Annie Ernaux is a writer who turned her own shame into a career. She writes with the intention of meticulously cataloguing her humiliations and anxieties from her past. She has mostly written about her past experiences in a lucid way which show her lifelong engagement with estrangement, love, family affairs.
The general contours of her life are readily available in her work: a Roman Catholic, working-class upbringing in rural Normandy; an unintended pregnancy and abortion prior to the legalization of the procedure;her numerous affairs and failed marriage;and connections with her loved ones, particularly her parents.

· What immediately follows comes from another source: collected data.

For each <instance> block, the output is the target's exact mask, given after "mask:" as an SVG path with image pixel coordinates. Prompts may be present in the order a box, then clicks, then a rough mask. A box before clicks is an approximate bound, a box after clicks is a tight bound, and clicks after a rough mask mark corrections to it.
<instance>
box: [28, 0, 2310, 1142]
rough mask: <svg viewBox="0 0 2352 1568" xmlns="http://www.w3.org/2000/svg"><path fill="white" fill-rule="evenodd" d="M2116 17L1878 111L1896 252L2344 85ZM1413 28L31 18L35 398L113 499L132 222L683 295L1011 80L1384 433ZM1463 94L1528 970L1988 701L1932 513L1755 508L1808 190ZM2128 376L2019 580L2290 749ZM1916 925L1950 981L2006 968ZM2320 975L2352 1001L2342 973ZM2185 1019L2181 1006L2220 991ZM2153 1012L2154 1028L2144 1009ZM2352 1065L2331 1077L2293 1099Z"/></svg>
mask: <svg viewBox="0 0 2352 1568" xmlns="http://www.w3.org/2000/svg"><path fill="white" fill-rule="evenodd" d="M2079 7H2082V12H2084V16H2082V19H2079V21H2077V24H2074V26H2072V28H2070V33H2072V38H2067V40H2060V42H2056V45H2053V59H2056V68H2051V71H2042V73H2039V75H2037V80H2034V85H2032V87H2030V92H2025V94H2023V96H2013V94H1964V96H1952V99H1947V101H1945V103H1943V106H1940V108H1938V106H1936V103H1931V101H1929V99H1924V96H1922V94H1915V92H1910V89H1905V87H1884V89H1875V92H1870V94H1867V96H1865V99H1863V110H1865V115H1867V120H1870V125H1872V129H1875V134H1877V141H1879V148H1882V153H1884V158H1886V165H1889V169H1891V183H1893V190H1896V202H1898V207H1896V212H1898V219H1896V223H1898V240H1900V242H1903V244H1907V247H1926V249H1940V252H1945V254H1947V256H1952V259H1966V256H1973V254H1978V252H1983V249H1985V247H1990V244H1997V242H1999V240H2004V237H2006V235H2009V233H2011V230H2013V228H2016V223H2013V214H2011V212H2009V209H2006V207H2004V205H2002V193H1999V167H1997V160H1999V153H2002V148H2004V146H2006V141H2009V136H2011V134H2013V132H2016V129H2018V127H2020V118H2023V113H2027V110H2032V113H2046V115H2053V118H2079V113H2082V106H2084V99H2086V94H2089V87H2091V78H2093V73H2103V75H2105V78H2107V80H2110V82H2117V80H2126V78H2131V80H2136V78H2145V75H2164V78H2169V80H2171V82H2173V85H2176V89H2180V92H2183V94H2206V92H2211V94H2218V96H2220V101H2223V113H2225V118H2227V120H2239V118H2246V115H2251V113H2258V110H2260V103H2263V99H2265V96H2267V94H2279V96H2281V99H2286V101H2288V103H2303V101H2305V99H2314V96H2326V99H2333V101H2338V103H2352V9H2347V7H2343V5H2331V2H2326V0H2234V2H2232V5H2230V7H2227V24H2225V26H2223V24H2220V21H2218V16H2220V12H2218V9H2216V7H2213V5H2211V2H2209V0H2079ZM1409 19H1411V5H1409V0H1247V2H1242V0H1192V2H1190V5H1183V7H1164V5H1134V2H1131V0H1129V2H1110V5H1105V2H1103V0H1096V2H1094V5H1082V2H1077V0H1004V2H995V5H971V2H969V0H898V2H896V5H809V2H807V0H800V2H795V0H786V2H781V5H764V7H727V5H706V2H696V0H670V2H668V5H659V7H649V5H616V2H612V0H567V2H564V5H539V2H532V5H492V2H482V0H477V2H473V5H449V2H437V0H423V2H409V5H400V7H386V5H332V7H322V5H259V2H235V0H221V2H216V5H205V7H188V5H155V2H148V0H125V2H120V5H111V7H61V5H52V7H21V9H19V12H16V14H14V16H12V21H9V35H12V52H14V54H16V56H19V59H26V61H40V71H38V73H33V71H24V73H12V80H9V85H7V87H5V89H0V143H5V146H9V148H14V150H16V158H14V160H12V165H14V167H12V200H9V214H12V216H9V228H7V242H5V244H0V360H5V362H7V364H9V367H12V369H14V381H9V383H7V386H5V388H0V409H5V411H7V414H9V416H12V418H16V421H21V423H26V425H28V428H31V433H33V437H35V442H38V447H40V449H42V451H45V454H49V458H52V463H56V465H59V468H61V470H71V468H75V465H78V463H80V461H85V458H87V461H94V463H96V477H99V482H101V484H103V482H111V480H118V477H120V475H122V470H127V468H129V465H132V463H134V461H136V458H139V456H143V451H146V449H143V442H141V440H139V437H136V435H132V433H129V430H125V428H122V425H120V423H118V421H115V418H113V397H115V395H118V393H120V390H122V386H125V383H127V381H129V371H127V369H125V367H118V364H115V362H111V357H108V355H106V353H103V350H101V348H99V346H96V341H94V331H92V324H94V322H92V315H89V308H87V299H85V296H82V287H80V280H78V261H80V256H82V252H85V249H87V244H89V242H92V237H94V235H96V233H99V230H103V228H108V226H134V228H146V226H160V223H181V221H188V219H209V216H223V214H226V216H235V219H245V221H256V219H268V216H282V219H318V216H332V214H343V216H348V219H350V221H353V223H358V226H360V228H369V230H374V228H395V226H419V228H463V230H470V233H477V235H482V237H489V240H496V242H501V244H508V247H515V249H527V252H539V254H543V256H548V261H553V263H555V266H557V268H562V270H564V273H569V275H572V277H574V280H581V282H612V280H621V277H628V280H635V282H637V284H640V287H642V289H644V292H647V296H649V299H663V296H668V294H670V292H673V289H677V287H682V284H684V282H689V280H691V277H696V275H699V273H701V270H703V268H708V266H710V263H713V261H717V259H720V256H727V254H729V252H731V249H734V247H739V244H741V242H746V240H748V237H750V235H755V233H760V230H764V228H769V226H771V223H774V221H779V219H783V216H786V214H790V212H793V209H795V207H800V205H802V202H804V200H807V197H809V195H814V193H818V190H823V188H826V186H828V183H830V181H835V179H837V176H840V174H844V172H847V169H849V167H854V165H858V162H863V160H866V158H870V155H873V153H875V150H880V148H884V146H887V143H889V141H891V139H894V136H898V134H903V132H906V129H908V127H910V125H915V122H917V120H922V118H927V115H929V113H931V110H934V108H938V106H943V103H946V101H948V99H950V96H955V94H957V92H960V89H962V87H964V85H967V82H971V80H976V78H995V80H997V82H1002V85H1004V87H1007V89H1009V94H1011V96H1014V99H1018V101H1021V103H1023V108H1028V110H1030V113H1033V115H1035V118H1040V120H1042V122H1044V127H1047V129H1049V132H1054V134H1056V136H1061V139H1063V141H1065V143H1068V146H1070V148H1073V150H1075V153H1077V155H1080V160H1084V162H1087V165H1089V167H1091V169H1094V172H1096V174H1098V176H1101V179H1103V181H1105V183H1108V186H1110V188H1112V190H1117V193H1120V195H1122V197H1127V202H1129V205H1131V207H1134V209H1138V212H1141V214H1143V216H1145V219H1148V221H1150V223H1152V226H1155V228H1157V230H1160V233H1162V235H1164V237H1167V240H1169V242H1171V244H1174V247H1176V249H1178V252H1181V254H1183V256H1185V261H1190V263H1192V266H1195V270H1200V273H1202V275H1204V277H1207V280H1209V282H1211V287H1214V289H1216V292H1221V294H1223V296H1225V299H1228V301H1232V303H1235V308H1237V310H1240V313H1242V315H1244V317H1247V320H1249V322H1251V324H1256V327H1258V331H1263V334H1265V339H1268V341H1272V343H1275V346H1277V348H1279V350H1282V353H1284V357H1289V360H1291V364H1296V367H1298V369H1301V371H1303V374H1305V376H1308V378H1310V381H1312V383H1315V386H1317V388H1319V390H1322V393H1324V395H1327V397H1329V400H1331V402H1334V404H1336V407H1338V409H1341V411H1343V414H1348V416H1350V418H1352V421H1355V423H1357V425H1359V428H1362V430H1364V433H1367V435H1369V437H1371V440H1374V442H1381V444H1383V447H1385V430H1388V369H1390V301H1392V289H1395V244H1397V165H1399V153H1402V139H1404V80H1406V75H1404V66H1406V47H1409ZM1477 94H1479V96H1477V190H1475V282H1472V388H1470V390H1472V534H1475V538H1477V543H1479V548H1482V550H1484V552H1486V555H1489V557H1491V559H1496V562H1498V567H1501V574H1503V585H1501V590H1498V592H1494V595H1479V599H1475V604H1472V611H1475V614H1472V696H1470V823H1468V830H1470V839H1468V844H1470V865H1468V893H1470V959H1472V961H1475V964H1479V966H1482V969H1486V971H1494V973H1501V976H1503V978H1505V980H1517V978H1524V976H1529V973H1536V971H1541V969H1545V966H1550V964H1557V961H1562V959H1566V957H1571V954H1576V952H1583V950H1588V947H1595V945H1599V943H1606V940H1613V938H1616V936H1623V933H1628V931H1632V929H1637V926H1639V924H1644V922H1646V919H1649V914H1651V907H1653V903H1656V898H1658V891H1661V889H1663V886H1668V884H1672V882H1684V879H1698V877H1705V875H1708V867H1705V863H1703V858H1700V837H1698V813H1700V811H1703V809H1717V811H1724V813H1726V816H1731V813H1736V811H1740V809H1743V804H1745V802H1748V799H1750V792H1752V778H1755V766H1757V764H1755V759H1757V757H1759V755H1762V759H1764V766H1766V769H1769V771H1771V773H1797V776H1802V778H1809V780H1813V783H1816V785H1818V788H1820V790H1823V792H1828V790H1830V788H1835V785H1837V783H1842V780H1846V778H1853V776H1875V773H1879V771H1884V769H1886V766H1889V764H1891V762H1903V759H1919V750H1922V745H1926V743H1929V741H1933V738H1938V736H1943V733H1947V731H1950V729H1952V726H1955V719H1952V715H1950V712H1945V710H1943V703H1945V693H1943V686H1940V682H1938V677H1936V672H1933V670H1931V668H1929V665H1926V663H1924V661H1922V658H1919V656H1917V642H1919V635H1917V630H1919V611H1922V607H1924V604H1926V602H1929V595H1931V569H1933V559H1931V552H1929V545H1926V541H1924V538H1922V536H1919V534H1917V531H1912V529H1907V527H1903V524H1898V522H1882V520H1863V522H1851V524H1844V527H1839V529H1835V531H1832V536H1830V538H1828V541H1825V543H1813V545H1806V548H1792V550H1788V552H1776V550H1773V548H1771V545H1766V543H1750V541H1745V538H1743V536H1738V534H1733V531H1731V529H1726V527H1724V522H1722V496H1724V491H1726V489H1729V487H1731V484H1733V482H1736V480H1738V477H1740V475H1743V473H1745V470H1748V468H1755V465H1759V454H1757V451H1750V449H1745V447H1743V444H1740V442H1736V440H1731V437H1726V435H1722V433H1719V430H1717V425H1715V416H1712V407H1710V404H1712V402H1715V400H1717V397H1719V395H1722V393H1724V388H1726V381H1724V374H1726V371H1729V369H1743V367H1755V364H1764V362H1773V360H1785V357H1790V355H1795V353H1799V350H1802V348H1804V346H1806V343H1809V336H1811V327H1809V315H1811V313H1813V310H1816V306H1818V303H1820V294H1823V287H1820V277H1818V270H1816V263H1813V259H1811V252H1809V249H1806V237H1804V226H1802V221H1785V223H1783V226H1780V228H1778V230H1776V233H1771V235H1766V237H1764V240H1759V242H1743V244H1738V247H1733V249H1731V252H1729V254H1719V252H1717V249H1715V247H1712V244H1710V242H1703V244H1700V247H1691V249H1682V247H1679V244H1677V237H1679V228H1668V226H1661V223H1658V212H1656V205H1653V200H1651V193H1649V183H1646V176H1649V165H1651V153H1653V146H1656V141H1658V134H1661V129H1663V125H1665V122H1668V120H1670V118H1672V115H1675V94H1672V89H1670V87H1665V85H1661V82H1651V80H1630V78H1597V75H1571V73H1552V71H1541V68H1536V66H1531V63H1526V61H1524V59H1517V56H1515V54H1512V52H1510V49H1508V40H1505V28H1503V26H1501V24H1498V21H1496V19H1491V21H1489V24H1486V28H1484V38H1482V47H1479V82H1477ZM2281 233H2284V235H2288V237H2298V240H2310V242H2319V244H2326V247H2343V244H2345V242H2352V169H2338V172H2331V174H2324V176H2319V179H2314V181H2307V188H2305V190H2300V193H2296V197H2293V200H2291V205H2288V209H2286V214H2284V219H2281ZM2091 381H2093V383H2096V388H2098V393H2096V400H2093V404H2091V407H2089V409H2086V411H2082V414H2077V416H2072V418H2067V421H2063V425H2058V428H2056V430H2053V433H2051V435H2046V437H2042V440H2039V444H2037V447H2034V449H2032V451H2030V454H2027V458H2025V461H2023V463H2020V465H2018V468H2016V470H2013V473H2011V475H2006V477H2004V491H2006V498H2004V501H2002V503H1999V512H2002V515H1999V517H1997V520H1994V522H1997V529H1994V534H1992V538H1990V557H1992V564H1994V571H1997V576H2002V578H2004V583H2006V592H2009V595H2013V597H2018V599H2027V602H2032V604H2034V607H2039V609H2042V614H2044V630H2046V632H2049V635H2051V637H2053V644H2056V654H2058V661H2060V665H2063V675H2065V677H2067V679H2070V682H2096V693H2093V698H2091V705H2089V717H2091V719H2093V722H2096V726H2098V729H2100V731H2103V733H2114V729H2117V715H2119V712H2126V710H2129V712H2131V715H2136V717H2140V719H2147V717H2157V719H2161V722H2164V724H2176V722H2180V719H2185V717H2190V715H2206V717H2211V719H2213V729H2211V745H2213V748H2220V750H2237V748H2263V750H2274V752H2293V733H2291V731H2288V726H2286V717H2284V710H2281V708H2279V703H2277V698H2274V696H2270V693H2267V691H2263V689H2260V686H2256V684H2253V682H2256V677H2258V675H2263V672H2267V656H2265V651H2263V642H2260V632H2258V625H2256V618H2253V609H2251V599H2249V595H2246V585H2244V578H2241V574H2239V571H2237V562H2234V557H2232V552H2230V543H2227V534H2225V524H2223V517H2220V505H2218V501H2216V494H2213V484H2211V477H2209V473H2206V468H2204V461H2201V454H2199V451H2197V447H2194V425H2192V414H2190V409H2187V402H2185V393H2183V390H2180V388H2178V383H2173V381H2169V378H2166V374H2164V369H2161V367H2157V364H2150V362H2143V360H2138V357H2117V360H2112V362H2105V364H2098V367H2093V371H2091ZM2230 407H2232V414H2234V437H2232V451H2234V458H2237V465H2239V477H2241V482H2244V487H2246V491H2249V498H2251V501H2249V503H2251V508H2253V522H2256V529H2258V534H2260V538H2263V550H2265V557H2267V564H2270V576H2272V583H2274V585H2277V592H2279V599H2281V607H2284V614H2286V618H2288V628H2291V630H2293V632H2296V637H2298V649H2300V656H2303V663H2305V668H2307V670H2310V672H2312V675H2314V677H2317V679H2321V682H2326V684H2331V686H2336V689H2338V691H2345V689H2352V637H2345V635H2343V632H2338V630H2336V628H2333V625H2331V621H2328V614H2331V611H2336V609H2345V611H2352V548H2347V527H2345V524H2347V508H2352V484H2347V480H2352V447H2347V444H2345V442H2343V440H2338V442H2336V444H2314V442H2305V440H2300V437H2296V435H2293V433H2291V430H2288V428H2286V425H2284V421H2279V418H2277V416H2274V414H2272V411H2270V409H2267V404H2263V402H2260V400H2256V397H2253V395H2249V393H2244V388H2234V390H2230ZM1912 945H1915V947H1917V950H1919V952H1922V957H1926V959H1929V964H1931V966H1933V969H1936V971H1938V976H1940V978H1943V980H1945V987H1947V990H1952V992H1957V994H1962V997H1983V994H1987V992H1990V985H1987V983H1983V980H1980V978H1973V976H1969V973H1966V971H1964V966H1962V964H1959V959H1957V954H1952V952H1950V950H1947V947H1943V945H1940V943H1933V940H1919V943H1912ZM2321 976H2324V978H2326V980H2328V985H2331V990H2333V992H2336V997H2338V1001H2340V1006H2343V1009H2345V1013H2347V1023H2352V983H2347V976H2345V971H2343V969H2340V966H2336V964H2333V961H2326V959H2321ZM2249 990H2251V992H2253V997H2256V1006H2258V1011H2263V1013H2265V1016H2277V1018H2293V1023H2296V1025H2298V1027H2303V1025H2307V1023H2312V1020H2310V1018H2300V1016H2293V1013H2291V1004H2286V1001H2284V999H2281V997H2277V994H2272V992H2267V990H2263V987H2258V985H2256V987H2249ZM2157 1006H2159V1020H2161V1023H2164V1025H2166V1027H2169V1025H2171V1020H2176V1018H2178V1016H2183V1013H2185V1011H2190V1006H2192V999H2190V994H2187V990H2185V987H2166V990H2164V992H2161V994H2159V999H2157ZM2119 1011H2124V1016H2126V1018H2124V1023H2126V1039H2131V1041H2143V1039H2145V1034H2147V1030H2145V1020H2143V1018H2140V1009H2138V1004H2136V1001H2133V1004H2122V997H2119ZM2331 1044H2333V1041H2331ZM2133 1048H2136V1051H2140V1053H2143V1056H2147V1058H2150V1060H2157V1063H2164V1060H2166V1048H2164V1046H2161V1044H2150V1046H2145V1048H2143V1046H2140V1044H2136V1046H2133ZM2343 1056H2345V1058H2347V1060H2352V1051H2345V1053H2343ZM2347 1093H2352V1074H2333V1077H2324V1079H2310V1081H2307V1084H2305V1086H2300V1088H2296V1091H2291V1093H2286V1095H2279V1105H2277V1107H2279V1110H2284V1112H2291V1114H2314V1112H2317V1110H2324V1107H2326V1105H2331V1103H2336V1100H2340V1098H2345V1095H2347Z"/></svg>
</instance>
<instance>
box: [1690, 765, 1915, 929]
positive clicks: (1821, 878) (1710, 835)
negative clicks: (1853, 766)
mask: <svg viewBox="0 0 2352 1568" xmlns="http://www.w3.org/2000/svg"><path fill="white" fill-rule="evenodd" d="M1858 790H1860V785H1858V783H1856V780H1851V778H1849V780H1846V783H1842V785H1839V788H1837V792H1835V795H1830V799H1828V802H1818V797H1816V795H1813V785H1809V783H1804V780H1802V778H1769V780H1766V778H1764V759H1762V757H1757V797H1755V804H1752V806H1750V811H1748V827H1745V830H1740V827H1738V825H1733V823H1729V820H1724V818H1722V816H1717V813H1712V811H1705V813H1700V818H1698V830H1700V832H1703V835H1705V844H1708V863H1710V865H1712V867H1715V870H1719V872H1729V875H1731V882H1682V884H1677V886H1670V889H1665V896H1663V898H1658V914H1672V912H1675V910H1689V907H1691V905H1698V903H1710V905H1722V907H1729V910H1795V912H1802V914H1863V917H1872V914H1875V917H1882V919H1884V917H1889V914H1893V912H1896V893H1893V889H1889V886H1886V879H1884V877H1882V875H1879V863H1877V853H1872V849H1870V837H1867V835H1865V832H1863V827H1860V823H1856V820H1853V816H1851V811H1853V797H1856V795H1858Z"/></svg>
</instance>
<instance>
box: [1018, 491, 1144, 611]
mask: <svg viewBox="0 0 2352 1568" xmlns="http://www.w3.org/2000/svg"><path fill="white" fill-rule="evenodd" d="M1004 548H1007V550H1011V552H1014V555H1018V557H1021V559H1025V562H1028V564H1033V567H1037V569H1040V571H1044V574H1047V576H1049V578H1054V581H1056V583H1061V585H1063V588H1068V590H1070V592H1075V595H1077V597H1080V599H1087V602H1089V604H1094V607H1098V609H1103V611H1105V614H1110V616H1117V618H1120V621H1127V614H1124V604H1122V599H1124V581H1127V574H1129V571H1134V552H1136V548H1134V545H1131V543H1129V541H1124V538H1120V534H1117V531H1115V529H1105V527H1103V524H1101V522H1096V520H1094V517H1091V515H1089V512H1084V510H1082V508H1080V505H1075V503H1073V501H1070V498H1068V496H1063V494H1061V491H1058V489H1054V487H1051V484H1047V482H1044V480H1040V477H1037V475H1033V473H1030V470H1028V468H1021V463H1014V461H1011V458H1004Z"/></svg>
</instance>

Here are some of her exceptional works of writing.
Cleaned Out (1974)
Cleaned Out came out as Annie’s first book, a novel about a young woman whose life is similar to Ernaux’s as she has an illegal abortion and thinks about her childhood and the choices she made.
Shame (1997)
Shame tells the probing story of the twelve-year-old girl who will become the author and the one traumatic memory that will reverberate throughout her life. Annie Ernaux offers a powerful reflection on experience and the power of violent memory to endure through time and to determine one’s life course with the emotionally rich voice of great fiction and the scientific eye of a diamond.
Happening (2000)
Happening, a novel which narrated Annie’s own story. Annie Ernaux, then a 23-year-old single woman, learns she is pregnant in 1963. She suffers from a plague of shame: She knows she can’t keep that child because she knows her pregnancy will make her and her family social failures. The book was also turned into a film.
Getting Lost (2001)
Getting Lost is the diary kept by Annie Ernaux during the year and a half she had a secret love affair with a younger, married man, an attaché to the Soviet embassy in Paris. It is a haunting record of a woman in the grips of love, desire and despair.
The Years (2008)
This book was Ernaux’s breakout work for many readers outside of France, which was shortlisted for the International Booker Prize. It also serves as a generational memoir of postwar France and is autobiographical.
A Girl’s Story (2016)
In this book, Ernaux returns to a fifty-year-old episode, her traumatic first sexual encounter and its lasting effects on her life. Ernaux looks back at her 18-year-old self, who was shattered by the encounter with an older man and considers how that event formed her identity as a writer and a woman. She puts it this way: “I have the vast memory of shame, which is more detailed and unyielding than any other and is a gift that only shame has.”